E-mail in actual mail clients reigned supreme.
Also, depending of what you think of as "web" these days, most old web stuff was basically just nice-looking text with graphics thrown in and maybe a little JavaScript here and there, not full blown interactive experiences and applications like we have now.
I remember Gmail being revolutionary for being able to load new content without reloading the whole page. Also a lot of people thought it was fake because 1gb of storage was a ridiculous amount - hot mail offered lined 5mb total or something at the time. And that was a few years after 2000
The world wide web isn't the same thing as the internet. The internet is a network of computer networks, allowing your home network to INTERcommunicate (pls be a word so I don't look stupid) with your ISP's NETwork and in turn a globally interconnected network of computers. The world wide web is specifically a type of thing communicated over the internet. Don't 100% remember what counts as a webpage but I'm going to guess the wikipedia url and if I got it right then I'll have saved you looking it up yourself. IIRC it's just meant to be human-readable HyperTextMarkupLanguage (HTML) pages that you can view in your browser without having to download a file to your computer. Downloading a file is something you might do on an FileTransportProtocol website (ftp.example.com vs www.example.com).
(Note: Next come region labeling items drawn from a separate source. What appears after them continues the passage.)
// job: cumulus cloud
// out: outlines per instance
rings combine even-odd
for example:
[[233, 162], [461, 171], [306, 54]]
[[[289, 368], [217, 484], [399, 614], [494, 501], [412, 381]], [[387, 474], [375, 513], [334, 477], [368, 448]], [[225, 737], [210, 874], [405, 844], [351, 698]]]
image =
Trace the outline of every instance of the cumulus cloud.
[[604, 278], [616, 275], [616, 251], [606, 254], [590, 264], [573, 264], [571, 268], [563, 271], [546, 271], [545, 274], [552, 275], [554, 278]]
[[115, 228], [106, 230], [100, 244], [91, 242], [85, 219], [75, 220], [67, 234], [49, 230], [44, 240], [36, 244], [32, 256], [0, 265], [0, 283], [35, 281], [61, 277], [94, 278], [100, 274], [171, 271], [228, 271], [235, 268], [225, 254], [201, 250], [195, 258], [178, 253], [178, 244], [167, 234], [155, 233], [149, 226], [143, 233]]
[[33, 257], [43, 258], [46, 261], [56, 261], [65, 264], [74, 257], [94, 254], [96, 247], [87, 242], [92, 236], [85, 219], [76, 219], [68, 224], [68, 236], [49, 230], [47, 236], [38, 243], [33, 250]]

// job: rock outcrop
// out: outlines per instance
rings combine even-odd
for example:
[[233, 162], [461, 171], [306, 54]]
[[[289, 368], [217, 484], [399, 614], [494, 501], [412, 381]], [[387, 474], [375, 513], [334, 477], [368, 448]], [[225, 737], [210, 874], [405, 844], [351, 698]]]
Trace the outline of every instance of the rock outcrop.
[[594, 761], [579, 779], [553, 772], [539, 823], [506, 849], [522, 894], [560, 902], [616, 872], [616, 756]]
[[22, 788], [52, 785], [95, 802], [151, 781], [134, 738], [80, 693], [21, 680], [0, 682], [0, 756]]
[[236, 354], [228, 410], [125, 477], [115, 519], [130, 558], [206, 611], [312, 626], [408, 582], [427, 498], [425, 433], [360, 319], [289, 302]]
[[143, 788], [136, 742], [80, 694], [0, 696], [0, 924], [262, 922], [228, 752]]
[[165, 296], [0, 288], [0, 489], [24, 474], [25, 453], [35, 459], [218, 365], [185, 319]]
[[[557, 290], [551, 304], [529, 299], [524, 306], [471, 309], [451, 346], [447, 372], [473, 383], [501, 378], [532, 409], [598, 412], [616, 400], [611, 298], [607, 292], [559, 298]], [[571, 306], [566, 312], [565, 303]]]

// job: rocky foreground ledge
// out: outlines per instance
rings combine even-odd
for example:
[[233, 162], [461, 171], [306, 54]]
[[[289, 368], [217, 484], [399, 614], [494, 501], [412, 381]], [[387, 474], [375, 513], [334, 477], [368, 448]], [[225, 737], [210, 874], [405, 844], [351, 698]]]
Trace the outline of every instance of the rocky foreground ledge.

The thing is, after everything I've said, it basically doesn't matter because in case you haven't noticed, lots of, if not most, websites omit the www. subdomain from their url. The reason for this is just because almost everyone who used the internet only cares about the web. Only very specific domains and users will communicate using an ftp, imap, git, etc subdomain. Not to say these types of sites and protocols aren't widely used, just that for eg imap, you're much more likely to go to a website like gmail.com, outlook.com, proton.me, etc (all of which are websites but ommit the www.) and then you will access the imap part of those sites via the website.
The only part of this comment that I'm reasonably confident I didn't get wrong is how little the difference between internet and web matters today, because almost every single time I went to talk about a non www site, I started writing "website" (instead of domain, site, url etc) and had to delete it to write something else instead.
Did you mean this : https://en.wikipedia.org/wiki/WorldWideWeb ?
People used other protocols to communicate on the internet (FTP, Gopher, Usenet, telnet, etc..). The web (http) came later, and grew pretty slowly in the beginning, though some were smart enough to see where the web was headed and started domain squatting from get go.
Probably a reference to there being more than just HTTP. There was protocols like Gopher and tech like Usenet which were kinda precursors to HTTP and the WWW for information sharing/reading/communicating.